Infighting within the Republican party is set to come to a head this week, goaded on by the ghostly figure of former president Donald Trump in his Mar-a-Lago hideout in Florida.
House Republicans are gearing up to oust Liz Cheney on Wednesday from her position as the party’s number three leader in the chamber.
Her removal would come as punishment for her public criticism of Trump with regard to his role in inciting the 6 January Capitol insurrection and his “big lie” that last year’s presidential election was stolen from him.
Cheney was one of 10 Republicans to vote in favor of impeaching Trump for “incitement of insurrection”.
Leading Republicans took to the political talk show circuit on Sunday to express support or opposition to the congresswoman from Wyoming. Critically, Kevin McCarthy, the House minority leader who has in the past stood up for Cheney, made their break-up official when he told Fox News that he was endorsing Cheney’s rival Elise Stefanik for the number three post.
“What we’re talking about is a position in leadership. As conference chair, you have one of the most critical jobs as a messenger going forward,” McCarthy told Maria Bartiromo on Sunday.

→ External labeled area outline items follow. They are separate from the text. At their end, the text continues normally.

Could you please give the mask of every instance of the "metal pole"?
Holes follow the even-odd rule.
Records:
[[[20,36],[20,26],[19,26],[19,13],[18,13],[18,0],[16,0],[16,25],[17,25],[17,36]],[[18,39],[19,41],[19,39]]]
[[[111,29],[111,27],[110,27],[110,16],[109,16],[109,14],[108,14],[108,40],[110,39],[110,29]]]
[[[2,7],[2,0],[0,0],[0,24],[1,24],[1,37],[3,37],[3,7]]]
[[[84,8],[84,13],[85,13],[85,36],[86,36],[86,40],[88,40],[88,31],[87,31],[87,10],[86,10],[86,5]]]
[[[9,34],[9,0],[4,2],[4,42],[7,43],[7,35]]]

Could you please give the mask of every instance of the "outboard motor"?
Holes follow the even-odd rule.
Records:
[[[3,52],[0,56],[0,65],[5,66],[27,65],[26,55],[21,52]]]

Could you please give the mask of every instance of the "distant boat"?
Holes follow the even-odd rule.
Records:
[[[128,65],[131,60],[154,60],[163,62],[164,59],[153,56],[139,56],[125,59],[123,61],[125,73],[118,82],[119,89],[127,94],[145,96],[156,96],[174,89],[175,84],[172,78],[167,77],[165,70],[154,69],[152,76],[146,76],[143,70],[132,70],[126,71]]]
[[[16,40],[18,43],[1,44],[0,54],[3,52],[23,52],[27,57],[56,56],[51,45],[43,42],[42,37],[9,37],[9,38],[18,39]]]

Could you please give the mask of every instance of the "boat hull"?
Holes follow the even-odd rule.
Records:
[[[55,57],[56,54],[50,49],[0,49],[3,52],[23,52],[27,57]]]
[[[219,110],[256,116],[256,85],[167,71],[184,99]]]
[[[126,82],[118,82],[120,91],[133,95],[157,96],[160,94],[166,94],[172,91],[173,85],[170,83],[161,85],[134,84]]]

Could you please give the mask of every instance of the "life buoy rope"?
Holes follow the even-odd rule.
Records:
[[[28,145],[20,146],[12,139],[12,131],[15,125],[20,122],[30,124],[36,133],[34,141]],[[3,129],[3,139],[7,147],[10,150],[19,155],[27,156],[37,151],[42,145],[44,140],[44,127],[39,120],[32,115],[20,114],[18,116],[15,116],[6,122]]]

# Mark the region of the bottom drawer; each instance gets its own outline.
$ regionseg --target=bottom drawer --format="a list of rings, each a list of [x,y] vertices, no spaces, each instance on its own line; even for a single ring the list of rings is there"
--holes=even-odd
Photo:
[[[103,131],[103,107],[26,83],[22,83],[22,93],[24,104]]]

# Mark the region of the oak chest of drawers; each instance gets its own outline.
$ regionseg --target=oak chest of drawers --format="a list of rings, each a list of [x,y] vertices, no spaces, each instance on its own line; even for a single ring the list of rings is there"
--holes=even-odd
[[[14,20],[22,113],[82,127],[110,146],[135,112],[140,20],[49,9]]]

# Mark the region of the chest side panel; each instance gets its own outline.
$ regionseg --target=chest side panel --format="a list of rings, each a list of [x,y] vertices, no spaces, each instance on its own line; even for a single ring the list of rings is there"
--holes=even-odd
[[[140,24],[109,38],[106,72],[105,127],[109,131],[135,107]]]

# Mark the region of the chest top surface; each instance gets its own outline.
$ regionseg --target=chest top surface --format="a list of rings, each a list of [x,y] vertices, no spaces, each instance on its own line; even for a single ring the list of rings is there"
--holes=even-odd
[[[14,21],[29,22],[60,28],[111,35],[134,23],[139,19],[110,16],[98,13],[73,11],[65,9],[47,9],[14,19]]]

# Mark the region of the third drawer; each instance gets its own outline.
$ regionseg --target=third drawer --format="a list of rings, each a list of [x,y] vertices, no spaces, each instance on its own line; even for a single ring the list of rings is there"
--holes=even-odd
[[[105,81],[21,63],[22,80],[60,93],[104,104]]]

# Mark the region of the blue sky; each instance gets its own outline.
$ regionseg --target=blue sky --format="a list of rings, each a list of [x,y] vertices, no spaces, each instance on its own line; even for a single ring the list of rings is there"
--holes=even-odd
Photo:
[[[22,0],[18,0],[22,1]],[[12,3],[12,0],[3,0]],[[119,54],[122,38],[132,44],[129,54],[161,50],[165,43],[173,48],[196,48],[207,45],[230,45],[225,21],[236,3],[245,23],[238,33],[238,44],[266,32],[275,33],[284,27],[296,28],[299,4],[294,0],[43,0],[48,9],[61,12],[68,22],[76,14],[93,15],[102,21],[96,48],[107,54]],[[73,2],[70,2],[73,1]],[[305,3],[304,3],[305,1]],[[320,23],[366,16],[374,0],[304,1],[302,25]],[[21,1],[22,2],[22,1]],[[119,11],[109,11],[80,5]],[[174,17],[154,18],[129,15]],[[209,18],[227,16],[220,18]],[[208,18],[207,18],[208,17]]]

Jim Banks, an Indiana congressman who chairs the largest Republican caucus in the House, attempted to justify the action against Cheney on grounds of “party discipline”.
“Republicans are almost completely unified by a single mission to oppose the radical, dangerous [Joe] Biden agenda – any other leader who is not focused on that needs to be replaced,” he said.

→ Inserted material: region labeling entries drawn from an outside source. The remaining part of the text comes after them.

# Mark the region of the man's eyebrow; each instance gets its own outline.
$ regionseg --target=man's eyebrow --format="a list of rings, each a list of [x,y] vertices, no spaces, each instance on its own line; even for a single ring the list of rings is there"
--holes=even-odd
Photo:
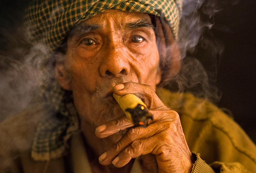
[[[154,26],[148,20],[145,19],[140,19],[137,20],[132,22],[127,23],[125,24],[125,28],[138,28],[140,27],[146,27],[151,28],[154,29]]]
[[[83,34],[101,27],[101,26],[99,25],[79,25],[69,31],[68,37],[71,39],[74,37],[79,38]]]

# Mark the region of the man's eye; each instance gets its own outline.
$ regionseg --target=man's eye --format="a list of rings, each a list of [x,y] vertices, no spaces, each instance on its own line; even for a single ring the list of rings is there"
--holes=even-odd
[[[91,39],[84,40],[82,41],[82,42],[86,46],[91,46],[95,44],[95,41]]]
[[[134,35],[132,38],[131,41],[134,43],[140,43],[145,40],[142,36],[140,35]]]

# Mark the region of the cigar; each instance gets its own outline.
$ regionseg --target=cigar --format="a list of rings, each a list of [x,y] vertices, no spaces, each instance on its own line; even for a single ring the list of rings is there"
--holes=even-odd
[[[120,96],[113,93],[113,96],[135,126],[145,127],[148,125],[153,115],[149,112],[147,106],[140,99],[132,94]]]

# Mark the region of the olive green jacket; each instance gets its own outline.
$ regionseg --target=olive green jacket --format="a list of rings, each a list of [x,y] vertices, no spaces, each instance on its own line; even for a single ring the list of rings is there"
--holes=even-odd
[[[190,94],[165,90],[157,93],[180,115],[187,142],[196,160],[192,172],[256,172],[256,146],[221,109]],[[0,173],[91,172],[79,134],[71,138],[68,164],[64,157],[49,161],[31,158],[27,149],[40,117],[46,116],[44,108],[33,107],[0,123]],[[142,172],[139,161],[135,160],[131,172]]]

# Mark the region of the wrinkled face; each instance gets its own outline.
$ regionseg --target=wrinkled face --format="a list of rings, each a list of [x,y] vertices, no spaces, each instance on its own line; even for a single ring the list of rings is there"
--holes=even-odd
[[[64,65],[82,121],[102,125],[124,113],[112,96],[128,81],[155,88],[161,79],[159,55],[149,16],[108,10],[73,29]]]

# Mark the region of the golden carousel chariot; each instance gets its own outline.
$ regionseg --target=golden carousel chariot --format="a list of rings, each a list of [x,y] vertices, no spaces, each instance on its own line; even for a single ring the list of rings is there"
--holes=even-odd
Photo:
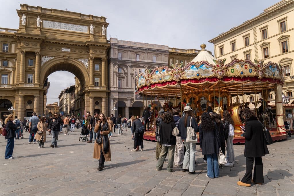
[[[205,49],[206,47],[202,44],[201,51],[186,65],[176,63],[172,65],[172,67],[164,66],[140,73],[136,80],[139,93],[150,98],[151,101],[153,99],[153,103],[156,99],[164,99],[166,110],[169,107],[182,110],[183,106],[189,105],[196,116],[206,111],[209,103],[212,103],[214,111],[218,113],[228,110],[235,124],[233,143],[243,143],[245,138],[240,130],[240,126],[243,123],[240,114],[246,106],[244,95],[253,94],[256,104],[254,109],[257,114],[261,108],[266,110],[264,109],[267,106],[267,98],[270,92],[274,91],[276,125],[270,127],[268,118],[262,122],[269,129],[274,140],[286,139],[282,97],[283,67],[276,63],[264,63],[263,61],[255,60],[253,63],[248,59],[236,59],[225,64],[226,59],[216,59]],[[261,104],[257,100],[259,94],[263,98]],[[237,100],[235,103],[232,103],[232,97]],[[156,141],[153,130],[146,131],[144,138]]]

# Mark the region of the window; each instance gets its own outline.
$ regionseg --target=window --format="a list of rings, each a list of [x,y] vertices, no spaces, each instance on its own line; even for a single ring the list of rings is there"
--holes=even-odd
[[[121,52],[119,52],[118,53],[118,60],[121,60]]]
[[[3,47],[2,48],[2,51],[5,52],[8,52],[8,44],[3,43]]]
[[[245,46],[247,46],[249,45],[249,37],[246,37],[244,38],[244,41],[245,41]]]
[[[2,66],[3,67],[8,67],[8,61],[2,61]]]
[[[153,56],[153,60],[152,62],[153,63],[156,63],[156,56]]]
[[[250,54],[246,54],[245,55],[245,59],[248,59],[249,60],[250,60]]]
[[[28,65],[29,66],[34,66],[34,60],[33,59],[29,59],[29,62],[28,63]]]
[[[33,74],[28,74],[28,83],[33,83]]]
[[[220,53],[221,56],[223,55],[223,47],[220,48]]]
[[[99,78],[95,78],[95,86],[99,86]]]
[[[288,42],[287,41],[282,42],[282,50],[283,53],[288,51]]]
[[[267,47],[263,48],[263,57],[265,58],[268,58],[268,48]]]
[[[284,74],[285,76],[290,76],[290,66],[288,65],[286,66],[284,66],[284,68],[285,68],[285,72]]]
[[[292,91],[289,91],[287,92],[286,94],[287,95],[287,96],[288,97],[293,97],[293,95]]]
[[[280,28],[281,33],[286,31],[286,21],[284,21],[280,23]]]
[[[266,29],[261,31],[262,34],[262,39],[264,39],[268,38],[268,31],[267,29]]]
[[[235,42],[233,42],[231,44],[232,46],[232,51],[234,51],[236,50],[236,43]]]
[[[99,71],[99,64],[95,64],[95,71]]]
[[[119,88],[121,88],[123,86],[123,81],[121,80],[118,80],[117,87]]]
[[[8,83],[8,75],[3,74],[1,77],[1,83],[2,84],[7,84]]]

Pressed by Chris Wallace on Fox News Sunday, Banks was unable to hold up appearances for long. Asked whether he still questioned whether Biden won the presidential election “fair and square”, Banks said that he stood by his decision on 6 January to object to certifying the electoral college votes in several states.
“I have serious concerns about how the election was conducted, that’s why I objected on January 6 – I’ll never apologise for that,” he said.

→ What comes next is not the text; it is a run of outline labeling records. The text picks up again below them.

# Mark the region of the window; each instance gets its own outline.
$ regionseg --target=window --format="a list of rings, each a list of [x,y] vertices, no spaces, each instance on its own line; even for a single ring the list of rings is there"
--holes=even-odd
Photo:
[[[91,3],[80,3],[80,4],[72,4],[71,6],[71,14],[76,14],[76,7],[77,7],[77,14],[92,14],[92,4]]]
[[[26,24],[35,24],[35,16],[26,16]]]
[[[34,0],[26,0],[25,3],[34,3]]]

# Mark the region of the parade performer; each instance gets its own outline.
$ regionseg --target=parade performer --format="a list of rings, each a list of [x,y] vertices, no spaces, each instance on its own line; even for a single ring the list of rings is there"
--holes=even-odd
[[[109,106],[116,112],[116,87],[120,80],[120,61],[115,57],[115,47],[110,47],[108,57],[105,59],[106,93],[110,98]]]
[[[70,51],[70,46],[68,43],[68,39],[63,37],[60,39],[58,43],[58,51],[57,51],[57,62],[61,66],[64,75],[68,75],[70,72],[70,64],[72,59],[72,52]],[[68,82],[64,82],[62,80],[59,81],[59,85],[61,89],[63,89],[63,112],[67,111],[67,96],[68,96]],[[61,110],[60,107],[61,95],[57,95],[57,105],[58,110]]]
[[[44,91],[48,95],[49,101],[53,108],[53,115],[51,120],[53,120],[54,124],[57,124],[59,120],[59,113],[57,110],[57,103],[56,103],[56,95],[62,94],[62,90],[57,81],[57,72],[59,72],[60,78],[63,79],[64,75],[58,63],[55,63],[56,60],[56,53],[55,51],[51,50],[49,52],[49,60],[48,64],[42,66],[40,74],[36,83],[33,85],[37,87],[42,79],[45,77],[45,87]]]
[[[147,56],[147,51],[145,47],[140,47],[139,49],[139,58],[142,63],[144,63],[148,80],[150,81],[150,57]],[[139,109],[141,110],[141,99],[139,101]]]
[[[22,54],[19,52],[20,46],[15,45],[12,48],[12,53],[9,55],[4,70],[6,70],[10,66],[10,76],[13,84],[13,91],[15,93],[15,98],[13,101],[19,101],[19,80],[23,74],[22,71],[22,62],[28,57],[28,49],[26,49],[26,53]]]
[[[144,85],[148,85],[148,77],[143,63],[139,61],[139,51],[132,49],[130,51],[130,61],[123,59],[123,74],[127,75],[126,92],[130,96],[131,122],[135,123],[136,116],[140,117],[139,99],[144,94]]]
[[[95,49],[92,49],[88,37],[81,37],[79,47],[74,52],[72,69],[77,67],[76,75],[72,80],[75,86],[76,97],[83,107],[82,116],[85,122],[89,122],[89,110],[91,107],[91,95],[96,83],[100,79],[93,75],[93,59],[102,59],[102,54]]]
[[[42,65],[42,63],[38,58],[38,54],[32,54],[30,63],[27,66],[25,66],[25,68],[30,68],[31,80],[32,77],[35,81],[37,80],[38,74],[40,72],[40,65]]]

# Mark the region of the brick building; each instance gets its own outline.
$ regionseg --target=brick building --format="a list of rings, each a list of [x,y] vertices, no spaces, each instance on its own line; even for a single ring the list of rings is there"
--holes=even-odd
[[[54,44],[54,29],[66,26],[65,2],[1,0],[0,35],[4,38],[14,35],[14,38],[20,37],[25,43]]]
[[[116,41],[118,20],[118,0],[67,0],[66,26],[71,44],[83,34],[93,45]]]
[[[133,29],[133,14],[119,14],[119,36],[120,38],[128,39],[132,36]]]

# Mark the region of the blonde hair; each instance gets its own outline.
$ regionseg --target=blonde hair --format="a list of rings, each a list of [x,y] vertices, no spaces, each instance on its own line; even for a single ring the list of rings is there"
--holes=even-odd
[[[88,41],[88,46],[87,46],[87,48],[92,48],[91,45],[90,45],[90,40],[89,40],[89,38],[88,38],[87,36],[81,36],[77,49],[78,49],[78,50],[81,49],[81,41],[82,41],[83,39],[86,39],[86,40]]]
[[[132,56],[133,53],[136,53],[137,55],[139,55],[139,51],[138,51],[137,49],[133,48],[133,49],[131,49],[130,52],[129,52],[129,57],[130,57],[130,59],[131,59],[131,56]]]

Stefanik, a representative from New York who is now frontrunner to take over from Cheney, has a paradoxically much more moderate voting record than the woman she would replace. Significantly, Stefanik has been preferred because she has gone along with Trump’s lies about the “stolen” election, despite officials calling it the most secure in US history.
As Cheney’s fate comes to a head, the fall-out from Trump’s false claim that the vote count was rigged against him continues to destabilise the Republican party. Several states, including Texas, Georgia and Florida, have moved aggressively to restrict access to the ballot box in ways that will especially impact communities of color, under the same discredited theory of “voter integrity”.
In Arizona, Republican party leaders have brought in an audit firm called Cyber Ninjas, which has no expertise in election monitoring, to examine how the presidential vote was conducted in Maricopa county.
Part of the exercise involves checking to see whether 40,000 ballots cast for Biden contain traces of bamboo – according to a conspiracy theory that would indicate they were smuggled in from Asia.
As Trump’s enduring grip over his supporters roils the party, rare individuals still publicly defend Cheney. Bill Cassidy, US senator from Louisiana, told NBC News’ Meet the Press that “there’s a whole group of folks that agree with Liz Cheney … for us to win in 2022 and 2024, we need everybody. We need those who feel as Liz.”